Former IMF Chief Economist Michael Mussa on Recovery: Throw Out the Forecasts

We all know the story: The economic recovery has begun in the United States and the rest of the world, but it will be sluggish and disappointing. Shell-shocked and over-borrowed American consumers will spend less and save more. Financial markets remain traumatized, so don't expect much of a boost from new consumer lending or corporate investing. Global trade is rebounding, but slowly, from huge declines. The only question is whether the recovery will be W-shaped (a double-dip recession), U-shaped (a slow and shallow expansion) or L-shaped (bumping along at the recession's trough). Except now comes economist Michael Mussa with a simple message: WRONG.

Mussa, a former chief economist of the International Monetary Fund now at the Peterson Institute in Washington, argues that the recovery will defy the prevailing pessimism. From mid-2009 to the end of 2010, he says, the U.S. economy will grow almost 7 percent, about double the 3.3 percent gain envisioned by the 50 or so economists in September's Blue Chip Economic Indicators. The world economy will also outperform, says Mussa. In 2010, growth will rebound to 4.2 percent from 2009's decline of 1.1 percent. By contrast, the latest IMF forecast in July has a 1.4 percent drop in 2009 and a feeble 2.5 percent gain next year.

The dueling forecasts imply vastly different outlooks.
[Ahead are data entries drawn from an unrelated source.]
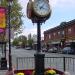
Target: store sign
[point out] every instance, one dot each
(2, 17)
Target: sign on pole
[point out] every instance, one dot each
(2, 17)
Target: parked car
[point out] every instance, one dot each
(28, 48)
(68, 50)
(53, 50)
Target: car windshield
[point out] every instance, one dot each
(67, 48)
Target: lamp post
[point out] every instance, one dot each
(10, 58)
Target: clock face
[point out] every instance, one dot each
(41, 8)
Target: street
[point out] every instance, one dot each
(19, 60)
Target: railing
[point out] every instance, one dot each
(60, 63)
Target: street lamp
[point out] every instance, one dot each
(10, 58)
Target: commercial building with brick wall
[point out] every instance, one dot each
(61, 35)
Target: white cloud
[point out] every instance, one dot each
(65, 3)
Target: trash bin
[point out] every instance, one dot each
(3, 64)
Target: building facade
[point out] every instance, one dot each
(64, 34)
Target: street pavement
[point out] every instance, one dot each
(26, 53)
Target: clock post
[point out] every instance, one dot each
(38, 11)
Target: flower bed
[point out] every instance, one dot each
(32, 72)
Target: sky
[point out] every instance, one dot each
(62, 11)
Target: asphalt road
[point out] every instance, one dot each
(30, 53)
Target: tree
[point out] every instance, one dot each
(15, 42)
(21, 40)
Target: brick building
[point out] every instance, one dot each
(64, 34)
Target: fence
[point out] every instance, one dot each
(60, 63)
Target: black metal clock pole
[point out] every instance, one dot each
(10, 58)
(39, 58)
(38, 37)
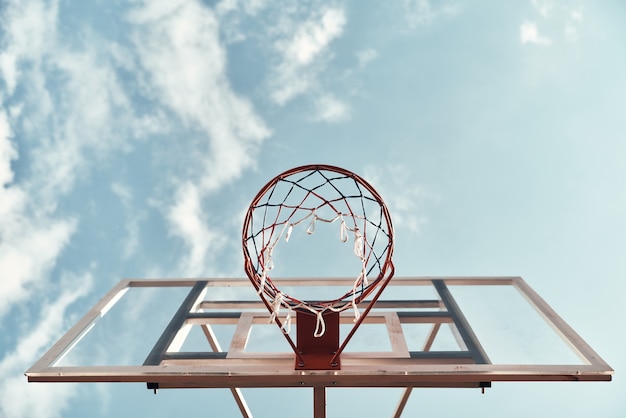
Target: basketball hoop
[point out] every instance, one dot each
(309, 195)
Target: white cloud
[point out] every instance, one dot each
(329, 109)
(404, 197)
(18, 399)
(188, 221)
(529, 34)
(130, 243)
(303, 47)
(197, 90)
(7, 152)
(366, 56)
(421, 12)
(544, 7)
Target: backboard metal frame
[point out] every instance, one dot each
(168, 367)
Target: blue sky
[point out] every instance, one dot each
(134, 134)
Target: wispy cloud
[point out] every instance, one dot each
(561, 21)
(529, 34)
(422, 12)
(330, 109)
(134, 216)
(198, 92)
(403, 195)
(188, 221)
(17, 397)
(366, 56)
(303, 46)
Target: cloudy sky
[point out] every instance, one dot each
(134, 134)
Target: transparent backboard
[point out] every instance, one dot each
(422, 332)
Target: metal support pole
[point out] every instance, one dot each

By the consensus, U.S. unemployment will peak at more than 10 percent and remain high for years. In 2014, it will still average 7.6 percent, says IHS Global Insight, a major forecasting firm. Sluggish economic growth won't quickly absorb today's big jobless pool plus new workers. Indeed, stubbornly-high unemployment virtually guarantees lackluster consumer spending. Fearful of losing their jobs, Americans skimp. Nonsense, says Mussa. Joblessness will peak just below 10 percent and by 2014 will drop "to the neighborhood of 5 percent." (Ed. note: This figure was initially reported as 9 percent, which would be impossible, since unemployment has already exceeded 9 percent. In fact, Mussa said joblessness would peak just below 10 percent. We regret the error.)

What makes him so much more optimistic?

It's not that he completely rejects today's conventional wisdom. American consumers, he says, have retrenched-and will continue to do so. He thinks the personal savings rate will rise from 5 percent at the end of the second quarter of 2009 to 7 percent by year-end 2010. (Note: in 2007, it was only 1.7 percent.) Still, consumer spending will increase, albeit at a slower pace. But Mussa sees something larger driving recovery. He invokes the Zarnowitz Rule, named after Victor Zarnowtiz, a leading scholar on business cycles who died earlier this year: deep recessions have steep recoveries.
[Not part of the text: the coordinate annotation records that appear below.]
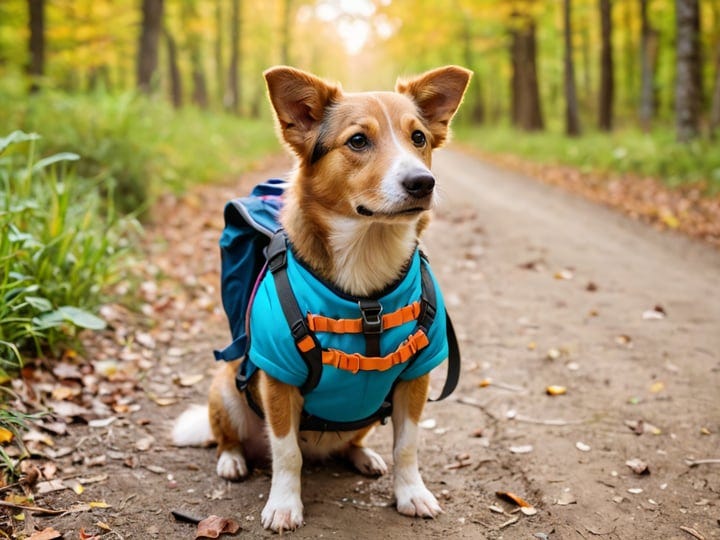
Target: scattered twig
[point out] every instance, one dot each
(692, 532)
(185, 517)
(696, 462)
(38, 509)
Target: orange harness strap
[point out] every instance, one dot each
(319, 323)
(356, 362)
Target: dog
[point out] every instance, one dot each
(359, 198)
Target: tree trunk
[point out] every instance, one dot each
(572, 120)
(232, 99)
(688, 92)
(629, 55)
(525, 92)
(648, 60)
(193, 42)
(36, 45)
(176, 92)
(477, 109)
(285, 37)
(147, 61)
(607, 82)
(715, 104)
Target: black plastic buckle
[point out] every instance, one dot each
(299, 330)
(371, 314)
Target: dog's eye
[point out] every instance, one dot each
(358, 141)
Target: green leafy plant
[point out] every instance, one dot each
(59, 250)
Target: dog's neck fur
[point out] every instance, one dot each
(361, 257)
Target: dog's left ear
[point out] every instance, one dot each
(299, 100)
(438, 94)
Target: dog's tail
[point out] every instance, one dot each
(192, 428)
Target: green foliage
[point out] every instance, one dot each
(135, 147)
(59, 250)
(626, 151)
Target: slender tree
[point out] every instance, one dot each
(524, 88)
(688, 87)
(151, 29)
(607, 81)
(219, 46)
(477, 110)
(176, 91)
(36, 44)
(648, 60)
(715, 103)
(572, 118)
(285, 28)
(193, 43)
(233, 97)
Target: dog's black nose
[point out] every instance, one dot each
(419, 185)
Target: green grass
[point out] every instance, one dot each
(625, 151)
(139, 147)
(60, 249)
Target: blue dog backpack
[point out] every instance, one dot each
(317, 346)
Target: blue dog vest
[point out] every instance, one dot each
(342, 395)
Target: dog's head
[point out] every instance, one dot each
(367, 155)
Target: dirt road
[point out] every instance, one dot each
(545, 289)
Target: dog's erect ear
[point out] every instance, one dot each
(438, 94)
(299, 100)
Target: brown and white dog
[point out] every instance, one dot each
(355, 207)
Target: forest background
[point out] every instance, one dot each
(107, 104)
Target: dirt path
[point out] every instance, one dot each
(545, 289)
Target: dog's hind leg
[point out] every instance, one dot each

No one doubts that this recession has been deep, so why wouldn't there be a rapid recovery, Mussa asks. Even by his arithmetic, he says, the rebound will be only two thirds as strong as average recoveries from the 1950s through the 1980s. Consumers and professional economists alike are always too pessimistic in the midst of or just after a recession, he argues. They almost never see sources of faster economic growth.

Yet, he argues, these abound. One benefit of the housing collapse is that there's ample upside. Housing starts are about 500,000, down from a peak exceeding 2 million. Home prices seem to have stopped falling after a decline of about a third, and the combination of low interest rates and reduced prices means affordability is at levels not seen in decades. With dramatically reduced inventories, companies will have to restock. That, too, will boost production. Similarly, corporate investment in machinery, computers and software has plunged 22 percent since the start of the recession, leaving much pent-up demand. It will revive.

Mussa also likes the outlook for many other countries. After brief pauses, China and India should resume rapid growth, 9-10 percent in China and 6-7 percent in India. He thinks the Zarnowitz Rule will apply to Brazil and Mexico, too, which he expects to grow 3.6 percent and 3 percent, respectively, in 2010. All this implies stronger demand for U.S. exports and, given the dollar's recent depreciation, only a modest deterioration in the U.S. trade balance as a recovering America buys more imports.

As for the financial sector, Mussa agrees that it will take years to repair itself fully, but doubts that its weaknesses will threaten overall recovery. Most forecasters, he contends, misread history. They think that the economy can't recover without a strong financial sector. He thinks just the opposite is true: recovery in the real economy of production and jobs restores the financial sector to good health. That happened in the Great Depression of the 1930s and many post-World War II recessions, he argues. So Mussa is pitting his reading of history versus the conventional wisdom. Time will tell who got it right.